D’ici 2030, 3,5 millions de cabines publiques pour véhicules électriques devraient être installées, mais tout indique que cela est peu probable, selon l’ACEA, sur la base des équipements installés en 2023.
L’Union européenne voudra peut-être interdire la vente de véhicules thermiques à partir de 2035, mais au rythme d’installation de bornes de recharge publiques pour véhicules électriques en 2023, celles-ci seront clairement insuffisantes pour répondre à la demande.
C’est ce qu’affirme l’ACEA – Association européenne des constructeurs automobiles, soulignant que les États membres doivent installer huit fois plus de bornes de recharge pour véhicules électriques par an qu’en 2023 pour répondre à la croissance du parc de véhicules de ce type.

L’ACEA précise qu’en 2023, 150 000 bornes de recharge publiques ont été installées dans toute l’Union européenne, alors qu’il aurait dû y en avoir 630 000. Cela représente une différence d’environ 430 mille pour atteindre l’objectif de l’Union européenne de 3,5 millions d’ici 2030.

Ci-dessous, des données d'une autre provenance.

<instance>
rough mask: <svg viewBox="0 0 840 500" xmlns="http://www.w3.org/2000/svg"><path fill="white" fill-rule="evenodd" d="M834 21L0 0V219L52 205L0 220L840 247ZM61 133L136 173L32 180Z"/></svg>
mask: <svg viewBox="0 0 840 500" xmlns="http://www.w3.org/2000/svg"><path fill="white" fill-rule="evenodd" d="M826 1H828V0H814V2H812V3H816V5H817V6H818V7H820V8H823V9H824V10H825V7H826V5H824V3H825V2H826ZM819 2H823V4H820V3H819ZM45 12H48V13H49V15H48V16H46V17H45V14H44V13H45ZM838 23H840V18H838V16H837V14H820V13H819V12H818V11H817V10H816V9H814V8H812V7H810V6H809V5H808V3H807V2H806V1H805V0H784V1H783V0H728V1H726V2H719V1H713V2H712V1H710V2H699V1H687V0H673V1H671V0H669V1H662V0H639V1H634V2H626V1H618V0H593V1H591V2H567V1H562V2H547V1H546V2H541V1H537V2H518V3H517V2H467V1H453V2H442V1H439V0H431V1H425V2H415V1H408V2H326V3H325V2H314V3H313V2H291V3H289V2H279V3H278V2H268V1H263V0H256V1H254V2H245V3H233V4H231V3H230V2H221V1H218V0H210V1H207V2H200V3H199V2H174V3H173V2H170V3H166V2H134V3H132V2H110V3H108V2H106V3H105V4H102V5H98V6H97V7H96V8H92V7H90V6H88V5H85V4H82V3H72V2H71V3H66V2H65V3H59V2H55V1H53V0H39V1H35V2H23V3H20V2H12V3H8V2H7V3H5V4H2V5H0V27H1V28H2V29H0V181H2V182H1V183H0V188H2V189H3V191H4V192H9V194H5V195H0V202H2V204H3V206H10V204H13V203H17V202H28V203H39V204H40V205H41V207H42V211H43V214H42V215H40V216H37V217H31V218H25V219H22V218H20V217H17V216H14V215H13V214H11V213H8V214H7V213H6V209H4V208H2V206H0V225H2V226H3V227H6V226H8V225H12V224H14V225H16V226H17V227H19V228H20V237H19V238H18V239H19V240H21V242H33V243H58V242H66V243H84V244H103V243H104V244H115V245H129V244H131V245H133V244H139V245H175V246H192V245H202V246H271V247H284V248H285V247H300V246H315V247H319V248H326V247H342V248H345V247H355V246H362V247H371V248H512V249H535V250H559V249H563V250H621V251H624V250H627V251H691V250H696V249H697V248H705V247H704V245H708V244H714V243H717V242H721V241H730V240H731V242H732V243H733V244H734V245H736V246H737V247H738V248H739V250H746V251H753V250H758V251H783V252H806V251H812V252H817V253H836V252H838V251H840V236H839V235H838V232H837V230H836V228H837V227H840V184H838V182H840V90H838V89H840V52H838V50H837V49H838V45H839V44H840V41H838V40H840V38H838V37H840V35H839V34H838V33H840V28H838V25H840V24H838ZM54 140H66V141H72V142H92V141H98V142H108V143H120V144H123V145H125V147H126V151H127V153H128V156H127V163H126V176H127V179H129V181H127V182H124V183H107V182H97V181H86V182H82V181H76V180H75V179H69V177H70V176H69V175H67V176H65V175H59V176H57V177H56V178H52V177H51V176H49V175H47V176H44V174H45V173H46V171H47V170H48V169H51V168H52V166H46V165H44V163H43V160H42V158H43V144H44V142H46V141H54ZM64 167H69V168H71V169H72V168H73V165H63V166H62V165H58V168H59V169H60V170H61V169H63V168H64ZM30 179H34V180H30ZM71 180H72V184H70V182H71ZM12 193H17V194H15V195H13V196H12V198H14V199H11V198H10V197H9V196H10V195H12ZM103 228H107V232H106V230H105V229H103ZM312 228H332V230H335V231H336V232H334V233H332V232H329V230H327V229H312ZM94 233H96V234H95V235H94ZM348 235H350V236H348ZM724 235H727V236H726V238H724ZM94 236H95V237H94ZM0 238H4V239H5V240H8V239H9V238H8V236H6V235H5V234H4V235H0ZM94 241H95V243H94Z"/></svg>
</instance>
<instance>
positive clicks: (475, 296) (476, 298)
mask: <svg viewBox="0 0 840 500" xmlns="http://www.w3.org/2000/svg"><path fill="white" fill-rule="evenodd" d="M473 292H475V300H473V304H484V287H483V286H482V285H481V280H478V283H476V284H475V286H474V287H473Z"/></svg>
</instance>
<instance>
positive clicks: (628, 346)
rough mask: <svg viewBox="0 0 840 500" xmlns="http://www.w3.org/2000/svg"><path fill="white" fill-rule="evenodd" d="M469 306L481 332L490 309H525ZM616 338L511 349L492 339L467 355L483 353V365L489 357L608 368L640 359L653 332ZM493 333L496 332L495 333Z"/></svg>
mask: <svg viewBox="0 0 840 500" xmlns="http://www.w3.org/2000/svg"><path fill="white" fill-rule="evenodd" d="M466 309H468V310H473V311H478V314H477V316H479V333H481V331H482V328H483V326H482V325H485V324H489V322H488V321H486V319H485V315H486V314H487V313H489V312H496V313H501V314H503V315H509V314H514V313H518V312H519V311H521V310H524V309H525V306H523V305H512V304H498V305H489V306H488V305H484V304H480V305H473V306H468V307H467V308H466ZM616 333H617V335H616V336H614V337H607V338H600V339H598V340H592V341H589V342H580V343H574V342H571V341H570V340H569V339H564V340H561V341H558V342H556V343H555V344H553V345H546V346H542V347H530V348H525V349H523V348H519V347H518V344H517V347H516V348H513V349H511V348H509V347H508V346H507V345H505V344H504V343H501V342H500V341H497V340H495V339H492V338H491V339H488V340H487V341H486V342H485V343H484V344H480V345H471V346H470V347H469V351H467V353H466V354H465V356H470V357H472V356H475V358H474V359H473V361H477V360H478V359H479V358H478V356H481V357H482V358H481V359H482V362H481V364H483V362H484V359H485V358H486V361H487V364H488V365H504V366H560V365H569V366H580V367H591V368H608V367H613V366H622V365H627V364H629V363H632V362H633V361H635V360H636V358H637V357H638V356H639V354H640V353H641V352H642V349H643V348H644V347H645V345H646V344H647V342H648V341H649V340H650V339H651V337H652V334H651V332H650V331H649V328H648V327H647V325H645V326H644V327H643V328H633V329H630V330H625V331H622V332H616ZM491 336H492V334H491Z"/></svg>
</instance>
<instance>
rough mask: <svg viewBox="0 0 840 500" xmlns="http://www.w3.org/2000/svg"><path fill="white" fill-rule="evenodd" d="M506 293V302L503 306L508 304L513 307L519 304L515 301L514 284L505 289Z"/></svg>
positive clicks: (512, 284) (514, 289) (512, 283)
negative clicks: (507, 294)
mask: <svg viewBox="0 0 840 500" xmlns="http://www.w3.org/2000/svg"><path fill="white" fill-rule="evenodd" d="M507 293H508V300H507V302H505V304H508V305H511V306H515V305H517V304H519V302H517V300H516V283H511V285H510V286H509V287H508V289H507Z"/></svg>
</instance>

Les investissements dans les infrastructures doivent augmenter
L’ACEA prévient que la demande a déjà rapidement dépassé cet objectif, les immatriculations de véhicules électriques ayant augmenté à un rythme trois fois plus rapide que les installations de bornes de recharge entre 2017 et 2023.
« Nous sommes très préoccupés par le fait que la mise en place des infrastructures n’a pas suivi le rythme des ventes de véhicules électriques », a déclaré la directrice générale de l’ACEA, Sigrid de Vries, dans un communiqué.
«En outre, ce « déficit d’infrastructures » risque de s’accroître à l’avenir, dans une mesure plus importante que ne le prévoit l’Union européenne. »
L’ACEA estime que 8,8 millions de bornes de recharge seront nécessaires d’ici 2030 pour répondre à la demande, avec 1,2 million à installer par an, soit huit fois plus que l’an dernier.
« Il est urgent d’augmenter les investissements dans les infrastructures de recharge si nous voulons combler le déficit d’infrastructures et atteindre les objectifs climatiques », ajoute Sigrid de Vries.